Cogito, ergo sum. I think, therefore I am. (René Descartes, mathematician and philosopher,1599-1650)

Tuesday, 9 August 2022

pn926. Two polls, similar results but so what? Better to ask about specific party policies

1News-Kantar Poll, July-Ausust 2022
The latest 1News-Kantar  and Roy Morgan  polls show broadly similar results which strengthen the reliability of only one poll.   Both show National-ACT with just enough support to form the government —  a 5% point margin over Labour-Greens.   

But therafter it's all swings and roundabouts.
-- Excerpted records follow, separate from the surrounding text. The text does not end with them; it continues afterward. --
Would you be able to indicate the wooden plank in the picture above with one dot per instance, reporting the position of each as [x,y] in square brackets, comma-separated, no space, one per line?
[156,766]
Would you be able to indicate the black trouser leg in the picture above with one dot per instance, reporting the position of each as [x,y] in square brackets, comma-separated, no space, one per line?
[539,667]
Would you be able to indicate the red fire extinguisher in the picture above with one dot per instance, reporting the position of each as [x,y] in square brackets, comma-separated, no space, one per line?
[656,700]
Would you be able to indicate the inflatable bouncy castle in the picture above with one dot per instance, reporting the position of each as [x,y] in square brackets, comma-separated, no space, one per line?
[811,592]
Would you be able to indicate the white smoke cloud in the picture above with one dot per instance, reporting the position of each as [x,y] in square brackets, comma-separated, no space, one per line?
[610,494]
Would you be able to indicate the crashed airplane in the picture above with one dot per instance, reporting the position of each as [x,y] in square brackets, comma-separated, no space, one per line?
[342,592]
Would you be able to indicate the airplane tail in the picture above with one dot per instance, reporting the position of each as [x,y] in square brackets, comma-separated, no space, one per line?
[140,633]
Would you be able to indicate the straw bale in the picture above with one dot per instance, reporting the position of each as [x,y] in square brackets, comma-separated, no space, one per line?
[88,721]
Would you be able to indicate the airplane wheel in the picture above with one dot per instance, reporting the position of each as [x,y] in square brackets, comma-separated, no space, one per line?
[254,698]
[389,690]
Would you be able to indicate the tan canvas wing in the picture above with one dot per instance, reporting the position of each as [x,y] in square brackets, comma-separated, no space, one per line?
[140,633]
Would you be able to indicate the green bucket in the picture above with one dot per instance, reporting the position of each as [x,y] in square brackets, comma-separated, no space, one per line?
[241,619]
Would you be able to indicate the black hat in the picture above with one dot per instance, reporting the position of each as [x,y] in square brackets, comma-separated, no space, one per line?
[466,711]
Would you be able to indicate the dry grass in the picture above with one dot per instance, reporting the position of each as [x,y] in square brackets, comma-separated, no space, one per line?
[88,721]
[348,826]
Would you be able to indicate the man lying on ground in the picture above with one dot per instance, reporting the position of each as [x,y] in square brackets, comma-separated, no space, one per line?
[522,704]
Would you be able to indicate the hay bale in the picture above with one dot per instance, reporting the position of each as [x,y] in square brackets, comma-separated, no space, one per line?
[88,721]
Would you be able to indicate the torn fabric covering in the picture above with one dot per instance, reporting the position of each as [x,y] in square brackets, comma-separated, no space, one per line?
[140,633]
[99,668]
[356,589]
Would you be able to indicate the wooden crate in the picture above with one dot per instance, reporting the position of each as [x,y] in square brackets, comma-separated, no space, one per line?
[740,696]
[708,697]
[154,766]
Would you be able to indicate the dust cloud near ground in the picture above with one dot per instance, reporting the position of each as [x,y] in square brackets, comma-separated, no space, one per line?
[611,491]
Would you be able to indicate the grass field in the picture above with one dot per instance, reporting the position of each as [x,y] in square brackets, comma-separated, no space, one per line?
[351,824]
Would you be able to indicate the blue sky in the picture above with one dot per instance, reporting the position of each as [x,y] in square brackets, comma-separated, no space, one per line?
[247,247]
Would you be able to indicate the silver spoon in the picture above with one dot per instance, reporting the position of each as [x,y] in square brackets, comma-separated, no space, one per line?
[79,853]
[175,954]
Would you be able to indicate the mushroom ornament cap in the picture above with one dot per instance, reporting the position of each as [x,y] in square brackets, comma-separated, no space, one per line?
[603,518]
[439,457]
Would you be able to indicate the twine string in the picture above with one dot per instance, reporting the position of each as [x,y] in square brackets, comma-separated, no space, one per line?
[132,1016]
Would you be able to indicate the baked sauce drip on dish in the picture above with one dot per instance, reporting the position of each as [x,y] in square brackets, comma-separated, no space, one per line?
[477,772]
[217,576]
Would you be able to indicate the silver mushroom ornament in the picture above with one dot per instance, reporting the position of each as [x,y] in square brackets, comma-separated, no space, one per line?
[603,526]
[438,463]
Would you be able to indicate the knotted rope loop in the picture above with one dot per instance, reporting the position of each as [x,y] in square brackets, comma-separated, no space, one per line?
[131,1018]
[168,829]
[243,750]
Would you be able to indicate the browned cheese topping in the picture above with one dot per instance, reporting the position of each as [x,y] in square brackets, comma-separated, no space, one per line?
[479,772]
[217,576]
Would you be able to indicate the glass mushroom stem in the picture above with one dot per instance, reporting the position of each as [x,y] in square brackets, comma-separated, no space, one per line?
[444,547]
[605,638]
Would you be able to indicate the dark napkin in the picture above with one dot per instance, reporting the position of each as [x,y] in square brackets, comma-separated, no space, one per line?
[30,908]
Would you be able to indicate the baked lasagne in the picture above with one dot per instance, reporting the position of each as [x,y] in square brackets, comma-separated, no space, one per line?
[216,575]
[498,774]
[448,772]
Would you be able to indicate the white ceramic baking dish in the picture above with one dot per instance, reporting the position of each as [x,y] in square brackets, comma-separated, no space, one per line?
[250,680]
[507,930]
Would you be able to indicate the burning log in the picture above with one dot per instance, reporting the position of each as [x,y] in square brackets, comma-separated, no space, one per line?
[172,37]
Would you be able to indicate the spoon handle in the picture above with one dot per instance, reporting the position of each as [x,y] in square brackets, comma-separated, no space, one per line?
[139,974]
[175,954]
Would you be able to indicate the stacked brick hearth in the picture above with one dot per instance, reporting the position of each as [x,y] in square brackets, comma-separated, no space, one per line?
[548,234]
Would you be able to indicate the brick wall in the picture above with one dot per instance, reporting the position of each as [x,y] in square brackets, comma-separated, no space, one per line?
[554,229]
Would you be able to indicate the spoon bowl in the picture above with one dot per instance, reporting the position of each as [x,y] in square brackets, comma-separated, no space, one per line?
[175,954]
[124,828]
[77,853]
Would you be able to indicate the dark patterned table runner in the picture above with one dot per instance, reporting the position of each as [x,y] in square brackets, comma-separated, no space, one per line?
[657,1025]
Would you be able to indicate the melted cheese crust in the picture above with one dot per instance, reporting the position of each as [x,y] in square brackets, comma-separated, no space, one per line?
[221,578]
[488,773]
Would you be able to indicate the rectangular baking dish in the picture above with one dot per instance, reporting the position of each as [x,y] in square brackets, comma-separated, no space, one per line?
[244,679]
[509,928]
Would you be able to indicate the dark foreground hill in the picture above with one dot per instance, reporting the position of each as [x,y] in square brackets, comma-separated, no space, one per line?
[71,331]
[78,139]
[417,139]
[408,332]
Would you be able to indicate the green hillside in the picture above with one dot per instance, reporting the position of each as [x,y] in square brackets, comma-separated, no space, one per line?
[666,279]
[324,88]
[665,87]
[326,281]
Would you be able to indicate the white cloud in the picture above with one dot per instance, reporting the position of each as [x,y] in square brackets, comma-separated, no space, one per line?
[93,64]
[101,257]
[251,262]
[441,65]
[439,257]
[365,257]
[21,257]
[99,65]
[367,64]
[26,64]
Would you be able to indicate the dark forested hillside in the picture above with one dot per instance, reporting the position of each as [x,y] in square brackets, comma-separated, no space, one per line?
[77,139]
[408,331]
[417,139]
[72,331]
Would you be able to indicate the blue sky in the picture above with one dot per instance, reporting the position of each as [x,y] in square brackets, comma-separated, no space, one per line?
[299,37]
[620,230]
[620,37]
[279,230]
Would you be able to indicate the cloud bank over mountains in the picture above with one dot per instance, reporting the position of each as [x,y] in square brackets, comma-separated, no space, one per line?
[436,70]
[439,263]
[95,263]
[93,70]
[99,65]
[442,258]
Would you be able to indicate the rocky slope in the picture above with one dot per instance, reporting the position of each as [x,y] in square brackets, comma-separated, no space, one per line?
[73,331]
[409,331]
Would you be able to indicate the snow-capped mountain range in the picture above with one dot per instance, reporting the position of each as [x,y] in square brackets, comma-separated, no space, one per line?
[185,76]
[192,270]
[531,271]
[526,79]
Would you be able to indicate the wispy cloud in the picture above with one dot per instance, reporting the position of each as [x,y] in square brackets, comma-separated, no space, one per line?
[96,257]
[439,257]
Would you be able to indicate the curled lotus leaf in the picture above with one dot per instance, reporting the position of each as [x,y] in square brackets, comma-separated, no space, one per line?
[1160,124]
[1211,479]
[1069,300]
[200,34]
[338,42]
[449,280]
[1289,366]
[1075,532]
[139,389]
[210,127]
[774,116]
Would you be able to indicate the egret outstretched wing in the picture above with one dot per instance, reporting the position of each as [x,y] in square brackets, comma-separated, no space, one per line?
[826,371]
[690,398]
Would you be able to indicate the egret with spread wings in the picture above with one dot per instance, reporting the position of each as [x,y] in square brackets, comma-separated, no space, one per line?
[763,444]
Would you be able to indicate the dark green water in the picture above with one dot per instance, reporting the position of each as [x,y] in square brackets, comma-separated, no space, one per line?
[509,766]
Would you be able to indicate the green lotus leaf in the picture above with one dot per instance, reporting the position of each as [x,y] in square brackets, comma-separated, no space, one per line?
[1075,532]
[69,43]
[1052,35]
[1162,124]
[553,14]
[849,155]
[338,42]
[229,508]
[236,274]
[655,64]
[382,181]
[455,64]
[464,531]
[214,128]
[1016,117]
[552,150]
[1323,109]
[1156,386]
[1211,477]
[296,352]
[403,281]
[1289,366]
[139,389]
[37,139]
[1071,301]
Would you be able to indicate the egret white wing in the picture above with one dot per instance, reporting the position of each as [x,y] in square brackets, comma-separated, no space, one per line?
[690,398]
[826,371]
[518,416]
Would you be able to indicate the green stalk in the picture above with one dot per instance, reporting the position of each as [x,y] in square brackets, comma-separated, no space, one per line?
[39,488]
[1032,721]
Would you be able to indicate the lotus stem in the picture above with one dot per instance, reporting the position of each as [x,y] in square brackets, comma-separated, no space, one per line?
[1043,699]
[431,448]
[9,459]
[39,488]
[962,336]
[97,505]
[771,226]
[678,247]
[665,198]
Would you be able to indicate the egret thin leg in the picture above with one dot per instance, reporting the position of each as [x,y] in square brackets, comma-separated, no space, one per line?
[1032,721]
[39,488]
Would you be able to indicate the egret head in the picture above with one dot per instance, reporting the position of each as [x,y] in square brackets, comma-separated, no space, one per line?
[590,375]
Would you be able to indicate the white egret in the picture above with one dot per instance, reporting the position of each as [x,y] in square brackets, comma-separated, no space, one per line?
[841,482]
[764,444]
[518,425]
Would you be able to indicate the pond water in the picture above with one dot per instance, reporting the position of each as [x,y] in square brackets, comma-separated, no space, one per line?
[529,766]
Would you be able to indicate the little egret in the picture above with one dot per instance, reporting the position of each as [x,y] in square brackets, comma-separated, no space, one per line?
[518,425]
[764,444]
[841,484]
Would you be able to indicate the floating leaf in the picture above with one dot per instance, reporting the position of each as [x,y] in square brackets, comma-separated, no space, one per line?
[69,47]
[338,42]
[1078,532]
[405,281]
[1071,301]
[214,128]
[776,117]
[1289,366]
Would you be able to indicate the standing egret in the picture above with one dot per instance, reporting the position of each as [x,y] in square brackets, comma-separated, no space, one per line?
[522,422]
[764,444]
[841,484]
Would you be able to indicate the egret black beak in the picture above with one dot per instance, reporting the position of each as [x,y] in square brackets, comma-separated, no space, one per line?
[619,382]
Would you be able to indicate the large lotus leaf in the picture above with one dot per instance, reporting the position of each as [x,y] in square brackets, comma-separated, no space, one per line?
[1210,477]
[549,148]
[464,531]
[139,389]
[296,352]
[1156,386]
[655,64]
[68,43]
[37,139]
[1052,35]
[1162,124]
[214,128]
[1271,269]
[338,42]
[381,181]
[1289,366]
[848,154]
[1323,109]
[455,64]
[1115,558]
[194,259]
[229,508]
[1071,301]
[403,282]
National and the Greens are a little down in both polls, ACT is well up (plus 4%) in the Kantar poll and a little down in the Morgan poll, and Labour is down a little in the former and up 2% in the latter.     Over 10% of those polled did not know or refused to say who they would vote for.

Moreover, the preferred PM results seemed to contradict the preferred party results:  both Jacinda Ardern and Christopher Luxon were down 3% but Jacinda led with 30% to his 22%, and while ACT had 11% of party support and David Seymour was up 2% he was the preferred PM for only 5% of those polled.  

 The Kantar poll saw the 5% marginal gap between the party groupings widen slightly compared with its previous poll, but Labour had closed the gap slightly in the Morgan poll when the previous gap was 7%.

As noted several times on this blog, little is learnt from these political poll results, especially when elections are so far away.  Outside election years,  polls would be more useful if they asked the public for their opinions on specific government and party policies— or the odds in the next All Blacks-Springbok game!